Vino Nobile translates to “Noble Wine” in English, literally meaning the noble wine of Montepulciano – what a prestigious name, right? In fact, Nobile was among the first few DOCG wines on the market when the DOCG regulations were instituted.
Vino Nobile vineyards have been home to some of the best grapes in the region of Montepulciano for centuries, having been enjoyed by kings, nobles and popes. In the 1600s, if you were invited to dine with royalty or the upper class, you’d most likely be served this noble wine. Carpineto’s Vino Nobile di Montepulciano Riserva is made up of 90% estate grown Prugnolo Gentile (a local clone of the Sangiovese grape) and 10% Canaiolo Nero.
I like to compare this wine as falling somewhere on the scale between its Tuscan neighbors, Chianti Classico and Brunello.
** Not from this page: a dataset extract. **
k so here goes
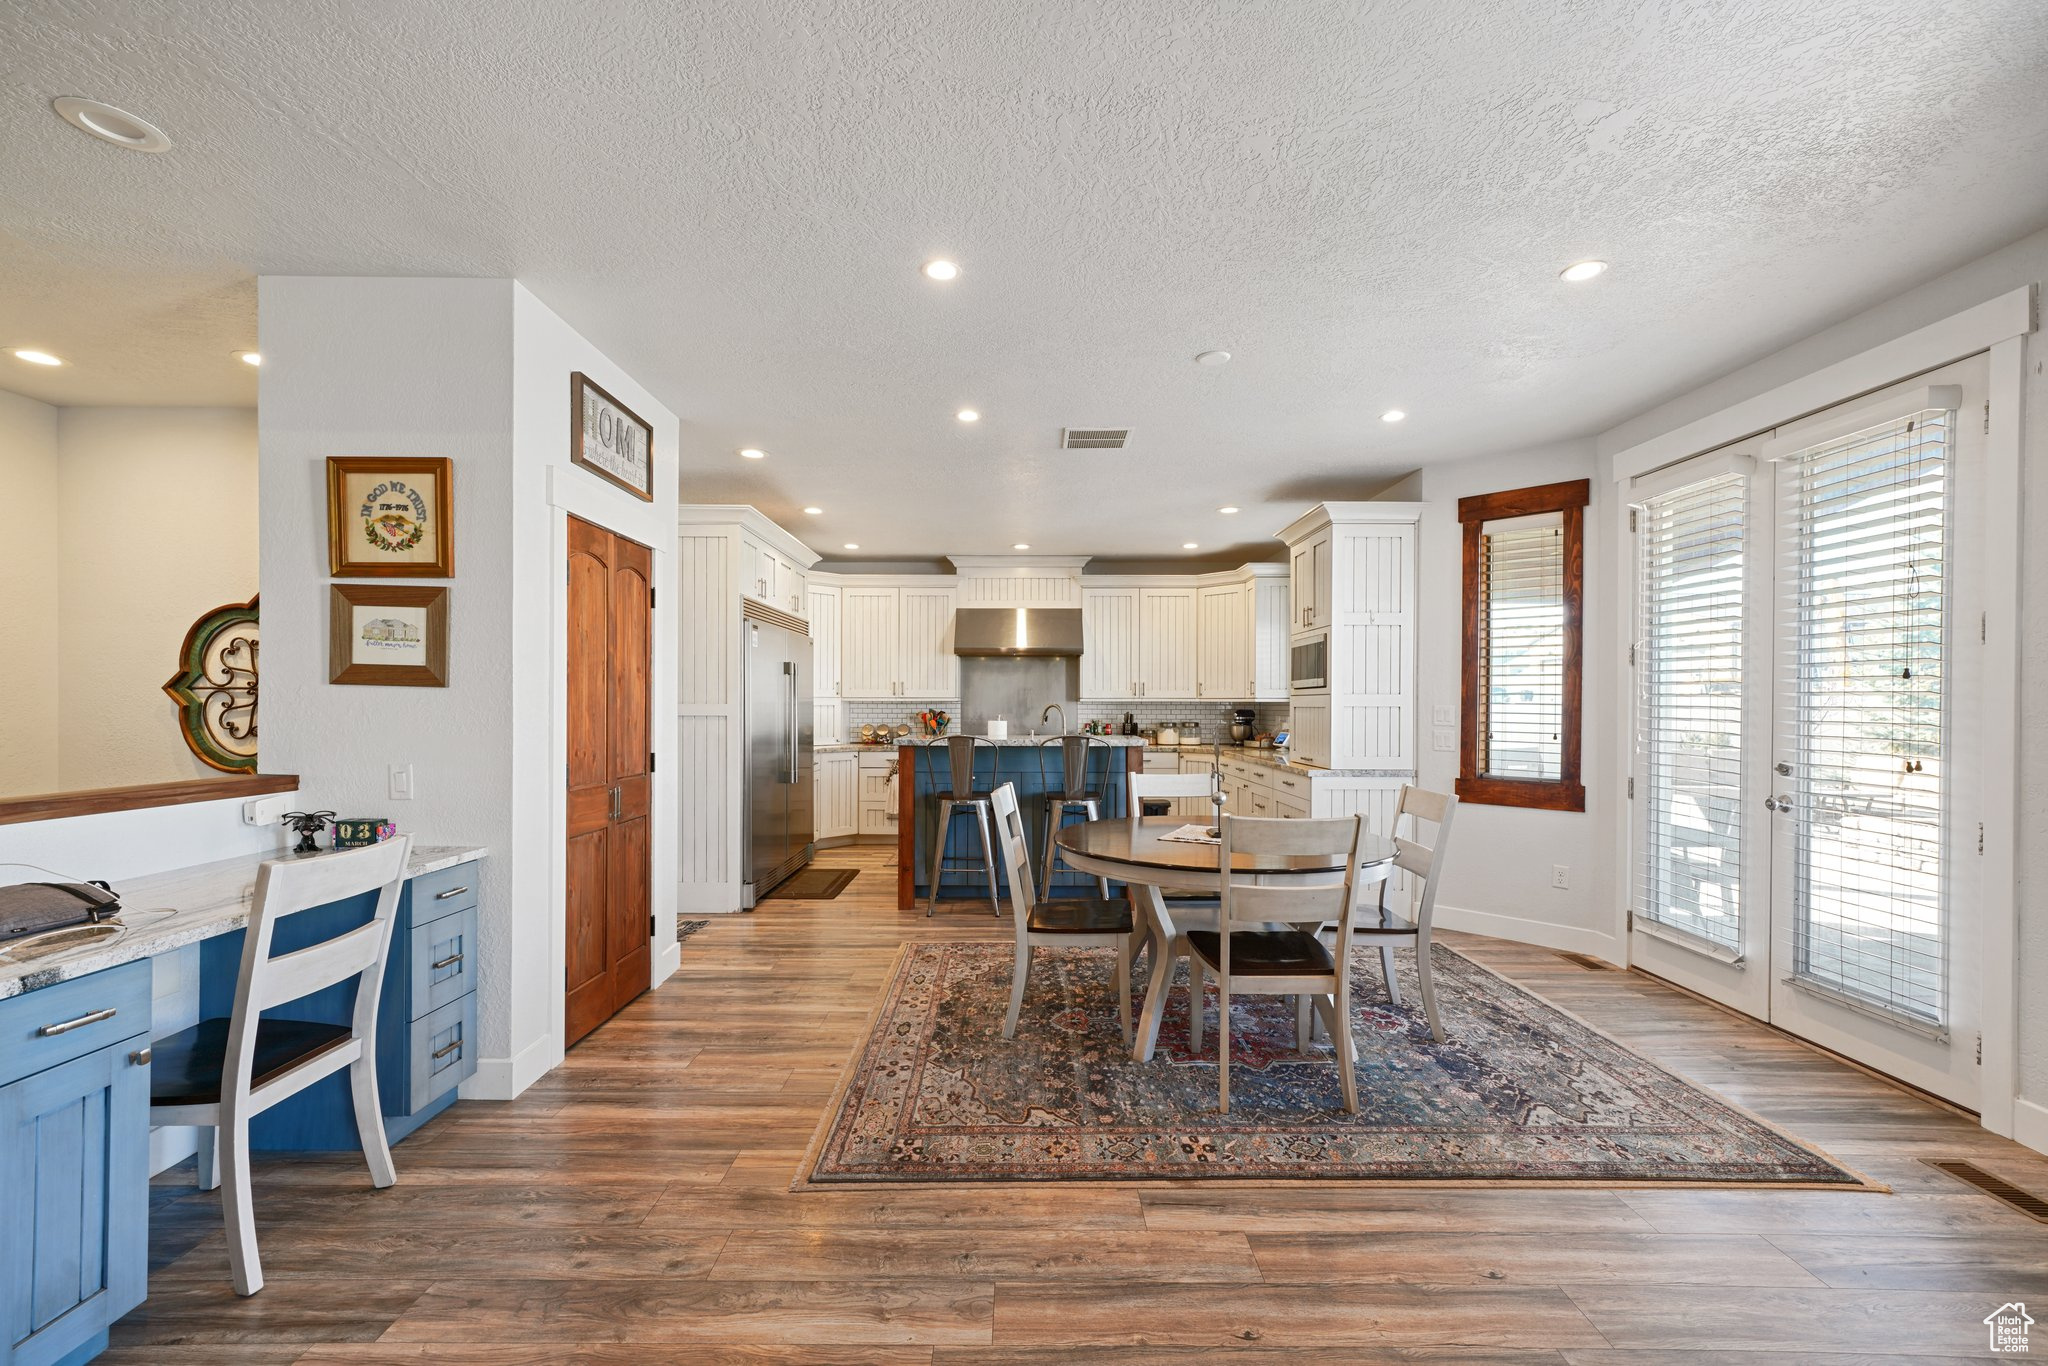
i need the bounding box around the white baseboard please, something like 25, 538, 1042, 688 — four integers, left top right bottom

This wine is fresh and elegant with a gorgeous deep garnet hue, with cherry notes and acidity similar to a Chianti, but more complexity and structure reminiscent of Brunello. With aromas of plum, florals, black currant, cherry, dried herbs and a hint of espresso, Carpineto’s Riserva should be on every wine lover’s radar, and can be enjoyed now or can age for another 5-7 years.